Background Independent living of patients with a chronic disease is preferred by most citizens A chronic progressive disease, such as Huntington’s disease (HD) may threaten this independent living.
Aim To assess whether a specialised, multidisciplinary day care program for patients with HD, is effective in preserving or improving self-efficacy and self-management skills, in order to maintain independent living and postpone admission. Baseline data are presented in this paper.
Methods In a cohort study, patients with HD and their informal caregiver were interviewed. The primary outcome was self-management (SMAS-30). Secondary outcomes included self-efficacy (SES-NL), care needs (CANE), quality of life (EQ-5D), functioning (KATZ and Lawton iADL, TUG, PPT), satisfactory specialised care program (VAS), caregiver burden (SRB scale).

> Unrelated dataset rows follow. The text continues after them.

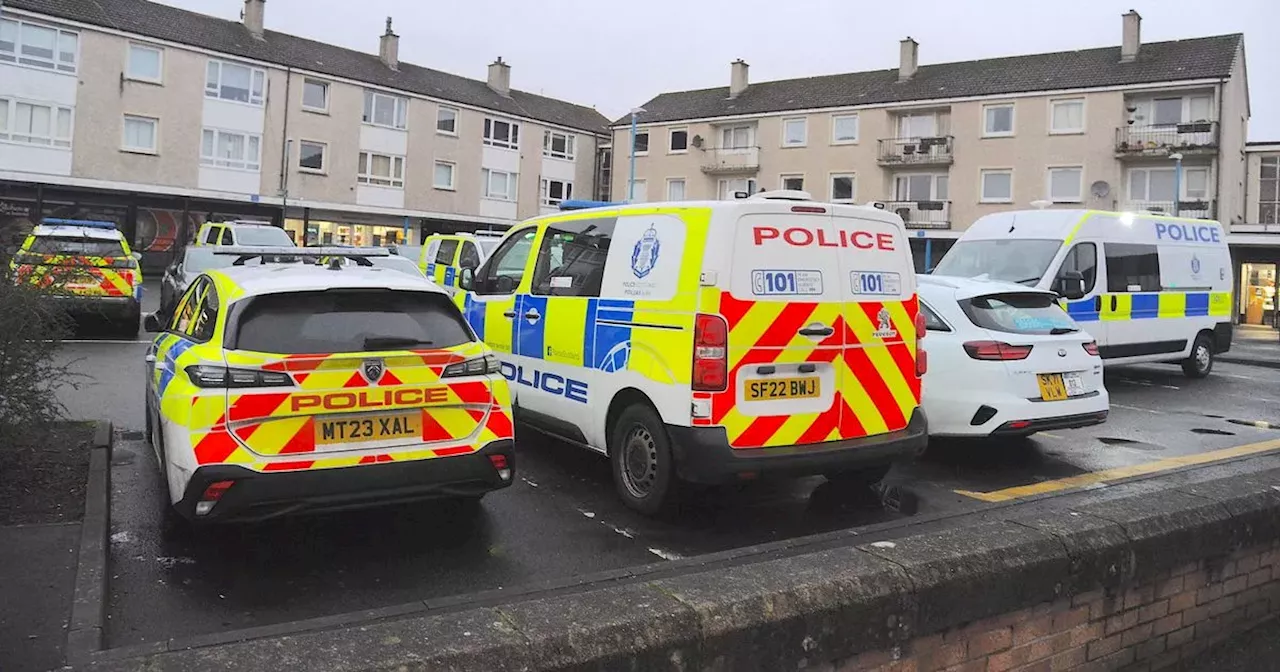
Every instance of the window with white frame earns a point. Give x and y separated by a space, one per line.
795 132
997 120
675 188
311 156
442 177
1065 184
33 123
1066 115
499 133
385 110
844 128
145 63
40 46
140 133
498 184
677 140
380 170
231 149
997 186
844 187
558 145
556 191
315 95
447 120
234 82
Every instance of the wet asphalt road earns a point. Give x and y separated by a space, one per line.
562 519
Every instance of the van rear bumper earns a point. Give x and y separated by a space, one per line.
703 455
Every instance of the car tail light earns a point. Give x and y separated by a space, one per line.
222 376
922 359
996 350
474 366
711 353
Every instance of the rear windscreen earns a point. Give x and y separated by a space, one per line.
350 320
68 245
1019 314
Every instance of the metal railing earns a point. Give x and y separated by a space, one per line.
1160 140
917 151
1194 209
726 160
922 214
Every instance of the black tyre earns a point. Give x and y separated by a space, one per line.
644 467
1201 361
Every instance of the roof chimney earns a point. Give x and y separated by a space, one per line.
908 59
499 77
737 78
388 48
252 17
1132 36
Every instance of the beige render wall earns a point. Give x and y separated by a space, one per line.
105 97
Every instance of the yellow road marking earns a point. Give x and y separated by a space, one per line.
1095 478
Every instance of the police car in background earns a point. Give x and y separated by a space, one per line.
1150 288
709 342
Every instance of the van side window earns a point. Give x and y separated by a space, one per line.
444 255
571 260
501 274
1084 259
1132 268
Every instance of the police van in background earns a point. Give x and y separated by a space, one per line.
709 342
1150 288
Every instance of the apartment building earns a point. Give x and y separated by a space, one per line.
159 119
946 144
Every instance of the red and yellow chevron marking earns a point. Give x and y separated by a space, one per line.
275 430
877 387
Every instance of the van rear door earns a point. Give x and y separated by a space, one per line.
785 336
877 289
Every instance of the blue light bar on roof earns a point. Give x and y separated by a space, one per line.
86 223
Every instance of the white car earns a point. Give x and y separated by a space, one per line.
1005 360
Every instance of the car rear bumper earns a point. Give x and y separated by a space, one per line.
259 496
703 455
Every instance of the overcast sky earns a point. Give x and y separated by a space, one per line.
616 56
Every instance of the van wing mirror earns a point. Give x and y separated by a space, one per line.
1070 284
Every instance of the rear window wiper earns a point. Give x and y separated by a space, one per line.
394 342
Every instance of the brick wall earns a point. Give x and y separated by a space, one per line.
1138 627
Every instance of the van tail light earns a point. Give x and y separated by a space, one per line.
711 353
922 359
996 351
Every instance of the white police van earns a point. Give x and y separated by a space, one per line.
1150 288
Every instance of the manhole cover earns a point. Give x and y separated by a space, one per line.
1214 432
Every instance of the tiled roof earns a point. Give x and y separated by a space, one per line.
1157 62
164 22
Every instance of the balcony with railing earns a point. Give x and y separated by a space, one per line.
1189 138
731 160
922 214
917 151
1193 209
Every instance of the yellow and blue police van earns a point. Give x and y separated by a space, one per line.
283 388
1148 287
444 255
708 342
86 265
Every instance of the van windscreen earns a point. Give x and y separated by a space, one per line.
1019 260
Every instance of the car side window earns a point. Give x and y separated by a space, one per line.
571 259
501 274
1083 257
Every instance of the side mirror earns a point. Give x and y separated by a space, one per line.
1070 284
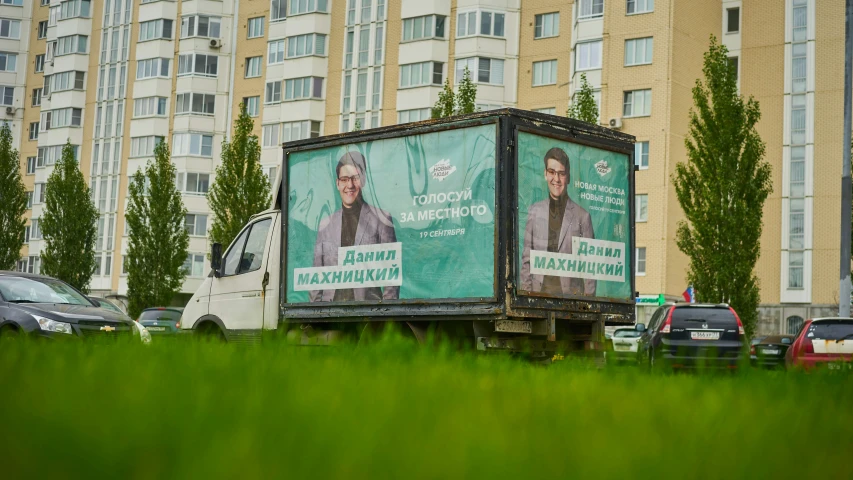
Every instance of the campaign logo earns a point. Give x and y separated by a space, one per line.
602 168
441 170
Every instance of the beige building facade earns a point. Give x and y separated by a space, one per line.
115 77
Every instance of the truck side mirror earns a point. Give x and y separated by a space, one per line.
216 259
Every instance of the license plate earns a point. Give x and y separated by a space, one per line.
705 335
514 326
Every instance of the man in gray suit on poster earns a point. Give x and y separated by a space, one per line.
356 223
551 224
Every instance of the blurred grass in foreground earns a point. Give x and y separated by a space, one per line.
182 410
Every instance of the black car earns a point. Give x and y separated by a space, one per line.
162 320
770 351
45 307
689 335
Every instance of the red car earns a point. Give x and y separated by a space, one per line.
823 341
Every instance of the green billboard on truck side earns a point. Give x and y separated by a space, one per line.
411 217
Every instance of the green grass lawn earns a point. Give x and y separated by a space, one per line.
181 410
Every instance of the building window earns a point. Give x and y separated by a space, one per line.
152 68
638 51
641 261
545 73
419 74
269 134
483 70
195 103
195 183
637 103
192 144
415 115
303 88
255 28
278 10
419 28
194 265
149 107
144 146
490 24
547 25
305 45
75 8
252 105
200 26
298 7
253 67
732 20
273 92
155 30
641 155
275 52
590 8
639 6
8 62
642 205
588 55
198 64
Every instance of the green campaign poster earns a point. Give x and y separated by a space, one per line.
393 219
574 221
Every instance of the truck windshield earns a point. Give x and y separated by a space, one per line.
39 290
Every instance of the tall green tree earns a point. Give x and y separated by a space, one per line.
69 224
460 103
722 188
157 239
583 106
240 189
13 202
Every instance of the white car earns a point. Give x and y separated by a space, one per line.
624 345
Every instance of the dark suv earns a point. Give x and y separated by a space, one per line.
690 335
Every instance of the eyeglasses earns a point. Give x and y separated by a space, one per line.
553 173
351 179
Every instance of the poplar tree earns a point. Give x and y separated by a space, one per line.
158 242
69 224
722 188
583 106
13 202
240 189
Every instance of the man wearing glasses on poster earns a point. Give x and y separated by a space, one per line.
355 223
551 224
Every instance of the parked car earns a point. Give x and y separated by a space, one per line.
104 303
769 351
624 343
45 307
690 335
822 342
162 320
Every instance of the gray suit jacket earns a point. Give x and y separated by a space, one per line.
374 226
576 223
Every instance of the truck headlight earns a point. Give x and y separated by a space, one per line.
143 333
49 325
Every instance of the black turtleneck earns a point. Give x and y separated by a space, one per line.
556 211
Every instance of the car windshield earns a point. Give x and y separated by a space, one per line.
831 330
169 315
39 290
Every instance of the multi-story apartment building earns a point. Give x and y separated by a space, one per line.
116 77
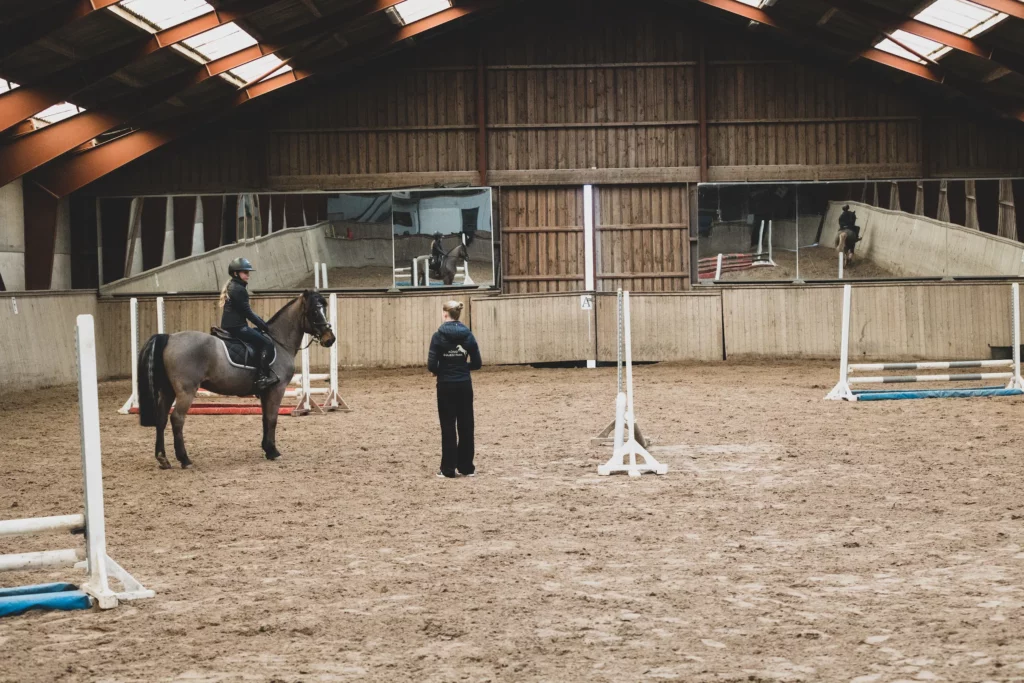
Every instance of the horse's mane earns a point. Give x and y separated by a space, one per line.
284 308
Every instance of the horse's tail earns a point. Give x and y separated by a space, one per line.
153 380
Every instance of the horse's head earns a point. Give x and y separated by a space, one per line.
314 321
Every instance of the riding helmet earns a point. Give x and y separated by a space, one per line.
239 265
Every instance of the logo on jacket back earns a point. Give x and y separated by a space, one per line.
457 352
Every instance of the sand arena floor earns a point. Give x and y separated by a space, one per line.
793 539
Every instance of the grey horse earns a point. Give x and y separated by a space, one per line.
173 368
445 272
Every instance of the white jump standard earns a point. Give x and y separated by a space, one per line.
1014 383
93 558
626 451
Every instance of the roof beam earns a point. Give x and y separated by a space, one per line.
35 28
74 172
931 72
761 16
18 104
1011 7
886 20
30 152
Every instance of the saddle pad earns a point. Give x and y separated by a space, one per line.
241 354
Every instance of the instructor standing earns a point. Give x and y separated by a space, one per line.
453 354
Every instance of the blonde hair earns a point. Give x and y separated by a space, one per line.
223 293
453 308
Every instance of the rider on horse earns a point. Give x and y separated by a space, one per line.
238 314
436 253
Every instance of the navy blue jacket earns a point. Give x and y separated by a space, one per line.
237 308
454 352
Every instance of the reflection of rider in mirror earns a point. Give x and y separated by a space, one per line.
436 252
848 221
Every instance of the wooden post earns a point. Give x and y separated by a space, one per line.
481 117
702 110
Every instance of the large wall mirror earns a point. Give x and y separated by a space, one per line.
386 240
891 229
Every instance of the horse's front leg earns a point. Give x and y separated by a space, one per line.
270 402
183 400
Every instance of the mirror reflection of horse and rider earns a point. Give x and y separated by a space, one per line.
412 238
785 231
442 238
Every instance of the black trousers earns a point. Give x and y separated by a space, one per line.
255 338
455 408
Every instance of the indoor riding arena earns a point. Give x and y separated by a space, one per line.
737 284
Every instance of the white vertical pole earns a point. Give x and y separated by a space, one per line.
844 354
133 398
1016 317
305 372
99 243
334 351
590 282
619 336
95 527
628 343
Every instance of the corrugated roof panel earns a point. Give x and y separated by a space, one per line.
165 13
254 70
220 41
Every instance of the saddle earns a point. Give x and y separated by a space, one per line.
239 352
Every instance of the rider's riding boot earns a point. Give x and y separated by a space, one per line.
266 377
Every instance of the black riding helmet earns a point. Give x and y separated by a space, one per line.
240 264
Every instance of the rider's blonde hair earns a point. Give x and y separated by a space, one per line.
223 293
453 308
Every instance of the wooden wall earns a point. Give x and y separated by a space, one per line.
37 335
599 92
935 322
546 328
676 327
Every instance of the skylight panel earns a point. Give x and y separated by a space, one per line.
254 70
960 16
225 39
166 13
58 113
414 10
892 48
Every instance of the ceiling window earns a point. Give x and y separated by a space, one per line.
414 10
960 16
156 15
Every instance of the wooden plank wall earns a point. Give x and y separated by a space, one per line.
665 327
545 328
933 322
782 120
642 235
542 237
37 335
598 92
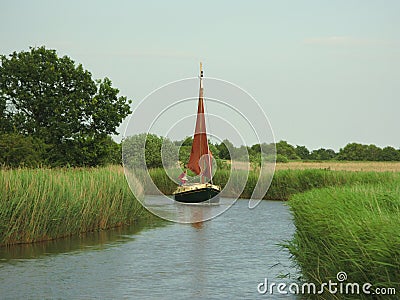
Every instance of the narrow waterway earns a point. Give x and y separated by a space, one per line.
225 258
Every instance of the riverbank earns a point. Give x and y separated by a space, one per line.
351 229
284 184
45 204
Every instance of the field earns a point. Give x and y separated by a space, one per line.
363 166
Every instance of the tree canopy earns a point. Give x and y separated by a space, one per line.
47 97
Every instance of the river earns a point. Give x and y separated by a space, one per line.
224 258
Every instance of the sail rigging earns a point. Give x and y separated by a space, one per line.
200 155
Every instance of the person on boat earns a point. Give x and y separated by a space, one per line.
183 177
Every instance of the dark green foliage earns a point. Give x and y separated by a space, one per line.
224 147
52 99
17 150
360 152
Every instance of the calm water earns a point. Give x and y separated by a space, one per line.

Results A total of 26 patients with HD (mean age: 51.7 years, range: 29–72), and 22 informal caregivers were interviewed. Patients tend to classify themselves as self-manageable (SMAS-30: mean 71.1, SD = 12.6), self-efficable (SES-NL: mean 31.5, SD = 5.4), and pertain a high level of functioning (KATZ: mean 6.7, SD = 1.2), whereas informal caregivers observe several existing care needs (CANE: mean 9.0, SD = 2.4) and experience themselves a moderate to severe care burden (SRB: 76% between score 50–80). In general, both patients and informal caregivers appreciate the specialised care provided.
Conclusion Patients, as well as informal caregivers, appreciate the specialised care program. Future research will determine if this program is effective in preserving self-management abilities to maintain independent living and to postpone admission.